One element I’d like to understand better is the other weakness in the Blue Frog system: That however the process is encrypted, spammers can easily see who are members of the antispam group by comparing their email lists before and after running it through the Blue Frog/Black Frog list. Any member who is on the spammer’s list will now be vulnerable to the kind of mass email attack that Blue Frog’s destroyer launched. How is Okopipi going to solve that one?

The Blue Frog Burps His Last?

Bobbie Johnson, technology correspondent at The Guardian is reporting that Blue Security is killing off the Blue Frog, saying it “could no longer continue to operate in the face of an escalating threat to the internet from a malicious Russian spammer known only as PharmaMaster.” The Blug Frog had been under serious attack from PharmaMaster, knocking it and much of Canada off the air via Denial of Service attacks on its servers.

Eran Reshef, the founder of Blue, said his company, which recently drew $4.8m (£2.5m) in funding and counts several senior industry figures as directors, was simply unable to become trapped in a war against a criminal group. “This is something that’s really got to be left to governments to decide.

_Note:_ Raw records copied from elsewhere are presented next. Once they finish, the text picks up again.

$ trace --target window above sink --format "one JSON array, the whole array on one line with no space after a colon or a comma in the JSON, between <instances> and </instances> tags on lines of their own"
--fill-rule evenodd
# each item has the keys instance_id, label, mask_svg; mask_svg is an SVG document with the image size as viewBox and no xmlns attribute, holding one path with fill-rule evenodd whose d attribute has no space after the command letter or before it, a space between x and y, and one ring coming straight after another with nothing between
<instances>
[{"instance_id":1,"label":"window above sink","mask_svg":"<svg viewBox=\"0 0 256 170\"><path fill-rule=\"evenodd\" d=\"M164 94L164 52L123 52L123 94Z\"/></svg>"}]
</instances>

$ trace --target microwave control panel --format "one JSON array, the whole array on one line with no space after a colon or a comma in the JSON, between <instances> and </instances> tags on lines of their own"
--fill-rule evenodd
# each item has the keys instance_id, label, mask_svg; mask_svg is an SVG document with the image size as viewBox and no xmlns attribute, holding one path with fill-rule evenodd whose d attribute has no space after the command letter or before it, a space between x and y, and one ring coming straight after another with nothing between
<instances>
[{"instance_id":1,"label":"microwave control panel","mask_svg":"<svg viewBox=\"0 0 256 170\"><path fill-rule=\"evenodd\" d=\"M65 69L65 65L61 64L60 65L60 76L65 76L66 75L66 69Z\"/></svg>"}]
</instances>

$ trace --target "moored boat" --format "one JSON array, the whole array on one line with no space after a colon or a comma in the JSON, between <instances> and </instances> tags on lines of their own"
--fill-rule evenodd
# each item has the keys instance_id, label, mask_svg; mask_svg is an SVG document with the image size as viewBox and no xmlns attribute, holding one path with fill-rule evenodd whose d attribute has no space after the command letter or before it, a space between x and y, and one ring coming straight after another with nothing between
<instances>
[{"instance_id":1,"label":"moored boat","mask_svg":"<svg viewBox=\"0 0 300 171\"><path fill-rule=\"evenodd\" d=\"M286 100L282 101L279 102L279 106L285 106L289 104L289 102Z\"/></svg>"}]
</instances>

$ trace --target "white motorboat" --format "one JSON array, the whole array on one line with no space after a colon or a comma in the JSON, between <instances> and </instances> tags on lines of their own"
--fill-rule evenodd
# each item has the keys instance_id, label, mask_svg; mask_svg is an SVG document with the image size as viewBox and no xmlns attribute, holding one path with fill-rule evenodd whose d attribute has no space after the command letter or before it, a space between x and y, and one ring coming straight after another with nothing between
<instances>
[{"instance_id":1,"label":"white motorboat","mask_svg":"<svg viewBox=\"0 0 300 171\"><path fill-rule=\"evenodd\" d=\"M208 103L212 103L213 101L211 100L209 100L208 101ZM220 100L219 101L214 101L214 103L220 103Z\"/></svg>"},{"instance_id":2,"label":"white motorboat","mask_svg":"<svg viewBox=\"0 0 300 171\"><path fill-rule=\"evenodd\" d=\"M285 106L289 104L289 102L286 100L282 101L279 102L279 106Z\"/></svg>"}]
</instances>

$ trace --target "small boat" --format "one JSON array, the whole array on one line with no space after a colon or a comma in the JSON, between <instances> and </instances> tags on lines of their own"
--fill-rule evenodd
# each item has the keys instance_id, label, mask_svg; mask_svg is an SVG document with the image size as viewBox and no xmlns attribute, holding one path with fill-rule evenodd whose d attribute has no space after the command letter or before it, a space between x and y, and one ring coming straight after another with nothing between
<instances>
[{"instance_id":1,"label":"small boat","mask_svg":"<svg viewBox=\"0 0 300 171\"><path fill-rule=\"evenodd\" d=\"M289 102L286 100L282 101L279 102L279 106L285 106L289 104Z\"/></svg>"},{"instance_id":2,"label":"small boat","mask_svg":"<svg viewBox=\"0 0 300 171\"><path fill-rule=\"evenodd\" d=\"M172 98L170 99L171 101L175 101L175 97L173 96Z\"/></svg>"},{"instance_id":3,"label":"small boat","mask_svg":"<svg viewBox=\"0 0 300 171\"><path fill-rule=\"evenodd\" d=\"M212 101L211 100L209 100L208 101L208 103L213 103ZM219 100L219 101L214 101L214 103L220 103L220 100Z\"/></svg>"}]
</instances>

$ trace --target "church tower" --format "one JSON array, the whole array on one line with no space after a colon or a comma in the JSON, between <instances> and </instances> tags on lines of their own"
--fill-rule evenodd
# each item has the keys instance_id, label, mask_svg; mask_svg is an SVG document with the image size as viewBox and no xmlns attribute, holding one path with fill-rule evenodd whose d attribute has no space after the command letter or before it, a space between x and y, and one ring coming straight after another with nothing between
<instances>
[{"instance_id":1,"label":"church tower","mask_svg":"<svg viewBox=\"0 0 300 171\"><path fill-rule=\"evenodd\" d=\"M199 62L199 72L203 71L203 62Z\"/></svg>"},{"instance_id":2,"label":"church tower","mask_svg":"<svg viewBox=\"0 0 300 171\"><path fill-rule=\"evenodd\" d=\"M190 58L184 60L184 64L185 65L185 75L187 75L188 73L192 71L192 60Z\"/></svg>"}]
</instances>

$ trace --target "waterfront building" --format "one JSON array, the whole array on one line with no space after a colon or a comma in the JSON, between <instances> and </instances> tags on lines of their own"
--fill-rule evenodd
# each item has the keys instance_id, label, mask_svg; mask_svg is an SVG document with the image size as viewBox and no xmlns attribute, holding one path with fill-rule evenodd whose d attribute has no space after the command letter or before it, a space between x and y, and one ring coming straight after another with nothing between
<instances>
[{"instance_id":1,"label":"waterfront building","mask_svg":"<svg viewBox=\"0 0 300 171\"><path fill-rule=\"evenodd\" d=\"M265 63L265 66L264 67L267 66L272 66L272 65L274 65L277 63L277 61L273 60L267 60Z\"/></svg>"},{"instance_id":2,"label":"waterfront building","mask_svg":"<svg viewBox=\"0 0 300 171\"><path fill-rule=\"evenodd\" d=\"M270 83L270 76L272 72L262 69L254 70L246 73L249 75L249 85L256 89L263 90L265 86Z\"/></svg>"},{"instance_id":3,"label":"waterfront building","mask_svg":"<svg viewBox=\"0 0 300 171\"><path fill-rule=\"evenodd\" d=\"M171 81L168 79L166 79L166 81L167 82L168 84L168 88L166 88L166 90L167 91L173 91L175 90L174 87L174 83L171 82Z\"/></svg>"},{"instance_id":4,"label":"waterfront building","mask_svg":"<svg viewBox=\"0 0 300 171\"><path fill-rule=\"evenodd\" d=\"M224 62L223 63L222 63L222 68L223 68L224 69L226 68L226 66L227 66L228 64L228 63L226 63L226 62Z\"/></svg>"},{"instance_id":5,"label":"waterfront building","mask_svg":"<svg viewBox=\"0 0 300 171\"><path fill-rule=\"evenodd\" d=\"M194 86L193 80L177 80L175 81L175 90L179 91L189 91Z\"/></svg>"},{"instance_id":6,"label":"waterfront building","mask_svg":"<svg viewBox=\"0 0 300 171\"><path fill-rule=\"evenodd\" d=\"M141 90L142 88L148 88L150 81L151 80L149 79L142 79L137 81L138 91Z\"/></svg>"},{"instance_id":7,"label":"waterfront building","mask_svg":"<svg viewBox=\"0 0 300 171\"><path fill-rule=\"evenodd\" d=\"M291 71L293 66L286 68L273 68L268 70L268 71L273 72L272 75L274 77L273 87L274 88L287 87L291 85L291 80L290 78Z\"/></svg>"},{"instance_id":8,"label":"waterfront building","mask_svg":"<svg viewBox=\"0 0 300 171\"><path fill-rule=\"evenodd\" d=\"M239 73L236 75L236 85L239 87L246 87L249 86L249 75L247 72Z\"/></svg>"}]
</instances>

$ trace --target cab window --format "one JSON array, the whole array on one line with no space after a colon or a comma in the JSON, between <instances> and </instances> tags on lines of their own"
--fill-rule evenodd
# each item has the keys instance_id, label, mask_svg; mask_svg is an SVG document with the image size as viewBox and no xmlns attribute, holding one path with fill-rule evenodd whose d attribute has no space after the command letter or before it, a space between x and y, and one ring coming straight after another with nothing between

To fight the spammers you really need to spend $100m.”

Reshef is quoted as saying “it’s a dirty little secret that there is no real way to totally prevent denial-of-service attacks – if the attacker is prepared to put enough money in, then they can beat you every time.”

A surprising conclusion, if true (Bobbie has checked around and says it is so.) Certainly I think Reshef is right that it’s up to governments to deal with this kind of thing; Blue Frog was good in principle, but its supporters began to sound more like vigilantes than a serious and kosher effort to combat spam.